Report of air traffic controllers caught sleeping on the job has been a hot topic in the United States, but they're not the only ones who battle fatigue on the job.
Research has shown that many professions have to battle sleep deprivation, including truck drivers, emergency responders, physicians and others who work night shifts.
Colin Shapiro, a senior scientist at University Health Network, and director of the Sleep & Alertness Clinic & Sleep Research Laboratory at Toronto Western Hospital says plenty of research has shown that trying to function without enough sleep affects our ability to focus and pay attention.
"And while we sometimes think we can plow through it, the reality is you can't," he told Canada AM Wednesday.
Shapiro says studies have shown that truck drivers who drive for 17 hours have the reaction times of someone with a 0.5 per cent blood alcohol level.
"Driving for 22 hours puts you at the legal limit in terms of your ability to perform. So it's like driving impaired when you've been driving for 22 hours," he said.
The effects of sleep deprivation might not always be felt the first day but they can accumulate, says Shapiro. So a worker may be not be functioning as well at the end of the week as they did on Monday if they're consistently getting less sleep than they need .
To some extent, people can make up their sleep loss on the weekend, says Shapiro. "But not entirely. And so people who are chronically short of sleep or who sleep less than they need to end up living shorter lives and with more health problems," he says.
Indeed, back in 2007, the International Agency for Research on Cancer, the cancer arm of the World Health Organization, found that that night shift work is so hard on the body that they deemed it a "probable carcinogen" to humans.
The IARC said it reviewed dozens of studies linking night work and breast cancer. One of the studies, published in the Journal of the National Cancer Institute, showed a 36 per cent greater risk of breast cancer for women who had worked night shifts for more than 30 years, compared with women who had never worked nights.
They also cited more than 20 studies on lab rats that found an increased tumour rate among rats that were exposed to constant light, dim light at night, and simulated chronic jet lag.
It's thought that because night workers are forced to sleep during the light of day, their circadian rhythms are disrupted and they don't get the kind of restorative sleep that they would if they slept at night.
Another study released last year by researchers at the University of British Columbia found that workers on night shifts and rotating shifts were almost twice as likely to be injured on the job than those working regular day shifts.
The study authors noted that the number of Canadians working non-regular hours had increased dramatically in recent years. The number of women in rotating and night shift work increased by 95 per cent between 1996 and 2006, primarily in the health care sector. For men, the increase was 50 per cent, mostly in manufacturing and trades.

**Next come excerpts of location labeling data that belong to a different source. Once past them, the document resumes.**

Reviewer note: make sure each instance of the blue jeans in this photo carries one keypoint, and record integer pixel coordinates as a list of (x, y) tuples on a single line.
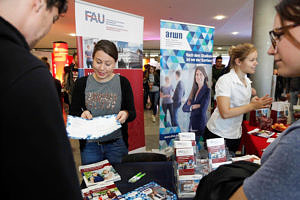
[(95, 152), (154, 101), (176, 106), (293, 101)]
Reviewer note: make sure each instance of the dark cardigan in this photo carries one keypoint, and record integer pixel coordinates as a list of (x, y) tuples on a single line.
[(78, 103)]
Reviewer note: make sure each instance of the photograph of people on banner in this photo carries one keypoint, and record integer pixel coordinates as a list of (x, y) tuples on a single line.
[(185, 78)]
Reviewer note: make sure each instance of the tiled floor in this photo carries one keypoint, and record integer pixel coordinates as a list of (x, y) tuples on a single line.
[(151, 138)]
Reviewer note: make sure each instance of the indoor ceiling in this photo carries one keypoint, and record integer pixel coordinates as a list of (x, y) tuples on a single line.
[(238, 14)]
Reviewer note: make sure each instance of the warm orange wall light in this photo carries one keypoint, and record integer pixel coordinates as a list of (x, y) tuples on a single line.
[(59, 59)]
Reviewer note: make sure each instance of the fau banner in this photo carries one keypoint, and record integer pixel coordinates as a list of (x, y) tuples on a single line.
[(93, 23), (185, 78)]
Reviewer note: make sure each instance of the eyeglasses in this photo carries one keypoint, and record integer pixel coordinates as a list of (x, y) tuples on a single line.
[(278, 32)]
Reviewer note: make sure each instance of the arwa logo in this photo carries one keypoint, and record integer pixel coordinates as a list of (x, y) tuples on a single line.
[(174, 35), (94, 17)]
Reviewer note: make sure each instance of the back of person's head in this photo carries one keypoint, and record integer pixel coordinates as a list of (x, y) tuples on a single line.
[(241, 51), (289, 10), (107, 47), (146, 66), (178, 73), (62, 5), (218, 58), (203, 71), (74, 54)]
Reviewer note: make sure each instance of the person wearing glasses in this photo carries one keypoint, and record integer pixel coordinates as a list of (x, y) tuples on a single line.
[(233, 95), (279, 174)]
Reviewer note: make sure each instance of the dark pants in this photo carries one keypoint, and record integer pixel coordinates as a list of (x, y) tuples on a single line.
[(154, 101), (231, 144), (166, 107), (176, 107)]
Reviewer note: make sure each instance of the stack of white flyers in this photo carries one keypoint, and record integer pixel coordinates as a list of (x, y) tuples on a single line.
[(79, 128)]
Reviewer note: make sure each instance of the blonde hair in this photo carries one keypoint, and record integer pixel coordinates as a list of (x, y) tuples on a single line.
[(241, 51)]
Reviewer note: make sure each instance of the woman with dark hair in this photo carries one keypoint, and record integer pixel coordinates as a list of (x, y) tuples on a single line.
[(104, 93), (197, 102), (279, 175)]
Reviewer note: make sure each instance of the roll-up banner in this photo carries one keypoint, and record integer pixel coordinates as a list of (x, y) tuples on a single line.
[(185, 78), (95, 22)]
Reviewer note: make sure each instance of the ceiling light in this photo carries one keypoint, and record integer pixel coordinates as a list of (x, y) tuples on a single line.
[(219, 17)]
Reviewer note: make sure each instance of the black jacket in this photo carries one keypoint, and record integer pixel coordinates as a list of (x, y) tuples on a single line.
[(36, 157), (78, 103), (224, 181)]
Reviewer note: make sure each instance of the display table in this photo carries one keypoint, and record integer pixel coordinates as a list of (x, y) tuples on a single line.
[(160, 172), (253, 144)]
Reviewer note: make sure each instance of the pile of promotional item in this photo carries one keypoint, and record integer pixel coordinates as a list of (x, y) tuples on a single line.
[(190, 167)]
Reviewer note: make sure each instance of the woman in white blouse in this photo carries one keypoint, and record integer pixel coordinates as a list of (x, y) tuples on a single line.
[(233, 94)]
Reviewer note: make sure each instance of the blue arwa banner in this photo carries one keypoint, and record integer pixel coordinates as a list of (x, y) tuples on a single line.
[(185, 79)]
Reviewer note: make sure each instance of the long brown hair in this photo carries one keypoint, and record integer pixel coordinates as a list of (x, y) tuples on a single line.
[(241, 51), (289, 10), (195, 85)]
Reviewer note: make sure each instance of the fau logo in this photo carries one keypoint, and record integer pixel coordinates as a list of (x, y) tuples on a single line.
[(94, 17)]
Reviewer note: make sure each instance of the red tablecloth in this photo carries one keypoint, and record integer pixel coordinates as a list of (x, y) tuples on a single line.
[(253, 144)]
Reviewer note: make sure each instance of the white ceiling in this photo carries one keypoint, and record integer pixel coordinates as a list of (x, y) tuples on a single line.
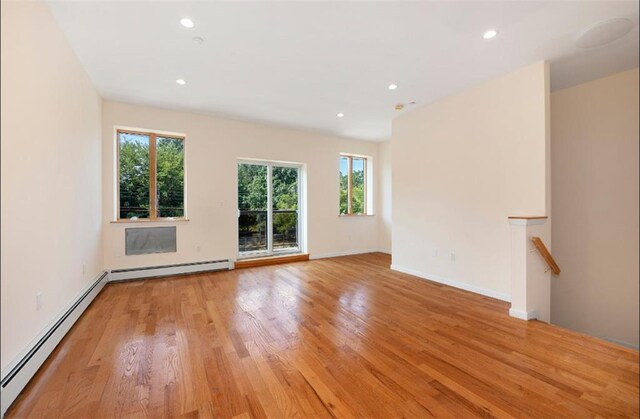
[(300, 63)]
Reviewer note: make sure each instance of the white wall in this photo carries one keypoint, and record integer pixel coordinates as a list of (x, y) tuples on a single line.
[(51, 175), (461, 166), (384, 196), (595, 207), (212, 147)]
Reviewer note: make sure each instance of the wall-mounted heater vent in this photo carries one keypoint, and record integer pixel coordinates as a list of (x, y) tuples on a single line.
[(166, 270), (141, 241)]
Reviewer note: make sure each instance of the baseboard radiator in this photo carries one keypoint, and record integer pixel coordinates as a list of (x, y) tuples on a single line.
[(18, 373), (16, 376), (167, 270)]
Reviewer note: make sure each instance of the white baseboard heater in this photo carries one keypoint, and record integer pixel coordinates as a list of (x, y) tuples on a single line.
[(167, 270), (18, 373)]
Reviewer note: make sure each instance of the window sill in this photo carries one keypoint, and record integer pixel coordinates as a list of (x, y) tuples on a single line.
[(146, 220)]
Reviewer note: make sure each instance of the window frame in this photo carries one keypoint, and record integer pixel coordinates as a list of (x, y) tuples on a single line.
[(365, 199), (153, 174)]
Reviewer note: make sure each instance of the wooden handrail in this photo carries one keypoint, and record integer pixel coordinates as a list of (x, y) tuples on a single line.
[(546, 255)]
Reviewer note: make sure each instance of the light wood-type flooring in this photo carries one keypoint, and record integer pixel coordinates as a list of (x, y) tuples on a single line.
[(339, 337)]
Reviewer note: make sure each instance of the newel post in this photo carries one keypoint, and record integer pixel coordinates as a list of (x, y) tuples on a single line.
[(530, 275)]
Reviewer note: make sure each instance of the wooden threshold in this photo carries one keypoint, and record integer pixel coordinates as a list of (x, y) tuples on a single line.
[(271, 260)]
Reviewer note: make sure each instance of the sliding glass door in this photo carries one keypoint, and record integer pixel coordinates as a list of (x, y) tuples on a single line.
[(268, 208)]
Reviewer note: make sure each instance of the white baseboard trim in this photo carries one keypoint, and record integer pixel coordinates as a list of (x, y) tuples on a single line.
[(168, 270), (523, 315), (621, 343), (347, 253), (18, 373), (452, 283)]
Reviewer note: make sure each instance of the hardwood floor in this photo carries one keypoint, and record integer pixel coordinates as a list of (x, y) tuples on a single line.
[(338, 337)]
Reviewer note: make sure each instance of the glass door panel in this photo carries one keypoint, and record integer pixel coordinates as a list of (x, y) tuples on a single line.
[(253, 226), (285, 208), (268, 209)]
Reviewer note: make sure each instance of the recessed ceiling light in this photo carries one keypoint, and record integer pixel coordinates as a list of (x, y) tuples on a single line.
[(491, 33), (187, 23)]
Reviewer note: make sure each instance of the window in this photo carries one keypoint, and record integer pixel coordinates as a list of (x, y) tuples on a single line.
[(150, 176), (353, 185)]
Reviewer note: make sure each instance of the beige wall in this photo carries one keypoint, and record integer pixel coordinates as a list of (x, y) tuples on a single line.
[(384, 196), (595, 207), (51, 175), (213, 146), (461, 166)]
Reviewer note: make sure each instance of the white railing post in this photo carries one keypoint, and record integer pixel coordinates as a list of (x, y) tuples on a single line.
[(530, 275)]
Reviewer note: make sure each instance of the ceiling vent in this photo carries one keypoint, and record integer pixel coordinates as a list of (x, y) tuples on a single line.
[(603, 32)]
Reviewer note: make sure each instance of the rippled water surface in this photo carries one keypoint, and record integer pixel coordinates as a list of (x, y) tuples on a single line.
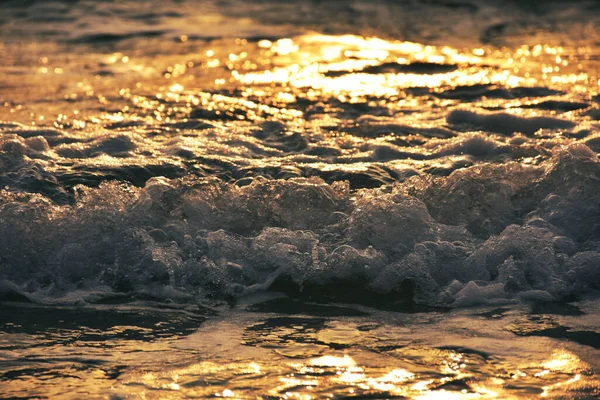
[(289, 199)]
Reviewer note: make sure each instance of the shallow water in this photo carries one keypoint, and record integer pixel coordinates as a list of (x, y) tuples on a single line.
[(426, 166)]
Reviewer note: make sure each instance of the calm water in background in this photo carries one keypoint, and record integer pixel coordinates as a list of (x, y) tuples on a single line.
[(290, 199)]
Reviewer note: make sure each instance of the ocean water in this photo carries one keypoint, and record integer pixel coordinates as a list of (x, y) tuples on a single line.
[(299, 199)]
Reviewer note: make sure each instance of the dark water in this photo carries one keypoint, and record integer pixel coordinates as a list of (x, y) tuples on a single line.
[(264, 199)]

This week, perhaps in a sign of growing awareness of the problem of sleep deprivation, the Federal Aviation Administration announced it would be changing air traffic controllers' work schedules. Controllers will now get an extra hour off between shifts, so that they have at least nine hours off between shifts, compared with the eight currently mandated.
That decision came after the FAA reported another incident in which a controller fell asleep while on duty early Saturday morning at a busy Miami regional facility. That followed at least two other high-profile incidents of air traffic controllers falling asleep at the switch.

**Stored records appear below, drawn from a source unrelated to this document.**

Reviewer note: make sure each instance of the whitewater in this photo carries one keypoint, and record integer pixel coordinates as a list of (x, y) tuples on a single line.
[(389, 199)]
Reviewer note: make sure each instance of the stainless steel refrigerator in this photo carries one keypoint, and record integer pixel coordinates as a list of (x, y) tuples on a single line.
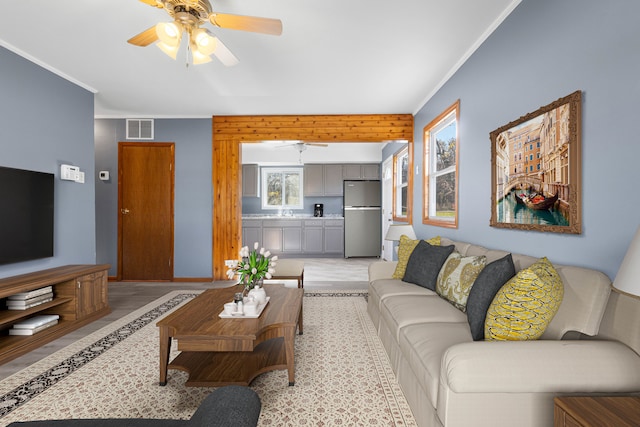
[(362, 219)]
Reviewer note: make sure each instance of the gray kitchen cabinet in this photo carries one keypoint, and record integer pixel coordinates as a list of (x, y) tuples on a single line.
[(251, 233), (292, 239), (313, 180), (351, 171), (295, 235), (272, 239), (370, 171), (313, 236), (361, 171), (332, 180), (333, 236), (282, 235), (250, 180)]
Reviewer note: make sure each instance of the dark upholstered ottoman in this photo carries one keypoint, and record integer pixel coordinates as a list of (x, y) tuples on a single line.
[(226, 406)]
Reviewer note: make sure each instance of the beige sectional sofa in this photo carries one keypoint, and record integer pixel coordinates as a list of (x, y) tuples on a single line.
[(592, 345)]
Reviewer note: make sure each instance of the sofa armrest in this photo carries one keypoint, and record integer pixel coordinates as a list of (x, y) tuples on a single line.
[(381, 270), (540, 366)]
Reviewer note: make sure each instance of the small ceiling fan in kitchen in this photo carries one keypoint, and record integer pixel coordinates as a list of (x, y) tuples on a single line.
[(299, 145), (188, 18)]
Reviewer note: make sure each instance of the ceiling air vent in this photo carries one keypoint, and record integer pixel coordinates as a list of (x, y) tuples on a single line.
[(139, 128)]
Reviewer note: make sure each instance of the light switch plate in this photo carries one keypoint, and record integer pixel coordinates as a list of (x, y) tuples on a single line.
[(69, 173)]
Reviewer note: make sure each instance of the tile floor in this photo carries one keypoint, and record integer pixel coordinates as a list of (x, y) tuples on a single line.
[(125, 297)]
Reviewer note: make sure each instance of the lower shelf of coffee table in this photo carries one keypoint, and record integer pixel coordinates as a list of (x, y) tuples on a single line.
[(214, 369)]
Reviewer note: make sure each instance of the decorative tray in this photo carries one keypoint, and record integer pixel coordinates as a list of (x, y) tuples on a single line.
[(245, 316)]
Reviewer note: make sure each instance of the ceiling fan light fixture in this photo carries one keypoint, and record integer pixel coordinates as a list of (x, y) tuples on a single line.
[(169, 33), (205, 42), (171, 51), (198, 57)]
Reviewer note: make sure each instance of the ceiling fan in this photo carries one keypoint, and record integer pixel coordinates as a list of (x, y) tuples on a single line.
[(188, 16)]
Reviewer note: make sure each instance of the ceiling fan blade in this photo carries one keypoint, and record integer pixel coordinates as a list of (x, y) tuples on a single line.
[(224, 54), (247, 23), (145, 38), (153, 3)]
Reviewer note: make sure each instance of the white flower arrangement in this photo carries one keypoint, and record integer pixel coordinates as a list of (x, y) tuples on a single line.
[(253, 266)]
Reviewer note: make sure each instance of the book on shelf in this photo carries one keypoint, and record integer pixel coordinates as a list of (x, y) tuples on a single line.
[(31, 331), (23, 305), (35, 321), (21, 296)]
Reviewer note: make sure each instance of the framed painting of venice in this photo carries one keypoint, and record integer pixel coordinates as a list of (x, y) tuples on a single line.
[(536, 169)]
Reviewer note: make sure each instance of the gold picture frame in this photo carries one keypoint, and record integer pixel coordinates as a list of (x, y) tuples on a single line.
[(536, 169)]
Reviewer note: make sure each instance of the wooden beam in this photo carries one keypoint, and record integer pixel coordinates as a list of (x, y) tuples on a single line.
[(231, 131)]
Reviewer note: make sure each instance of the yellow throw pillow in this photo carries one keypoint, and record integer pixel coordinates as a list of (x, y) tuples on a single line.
[(457, 276), (523, 308), (405, 248)]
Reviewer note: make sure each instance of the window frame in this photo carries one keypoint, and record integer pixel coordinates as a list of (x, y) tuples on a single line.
[(430, 175), (397, 214), (265, 171)]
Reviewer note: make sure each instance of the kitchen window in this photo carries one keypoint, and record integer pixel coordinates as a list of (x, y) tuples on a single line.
[(282, 188), (441, 146), (401, 192)]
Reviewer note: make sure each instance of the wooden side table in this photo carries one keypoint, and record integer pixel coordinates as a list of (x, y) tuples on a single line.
[(586, 411)]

It's unclear whether nine hours between shifts will be enough for the controllers. Shapiro says the amount of sleep that people need varies from person to person. He says the average amount of sleep adults require is seven to eight hours. But some can function perfectly fine with less. Factors such as one's age, the amount of life stress one contends with and even climate can come into play.
And while many of us assume that if less sleep is bad, more sleep must be better, that's not quite true either. Shapiro points out that oversleeping can affect longevity, too.
"So you have to tailor it so you're functioning well. The problem is that sometimes your own perception of your functioning isn't brilliant," he says.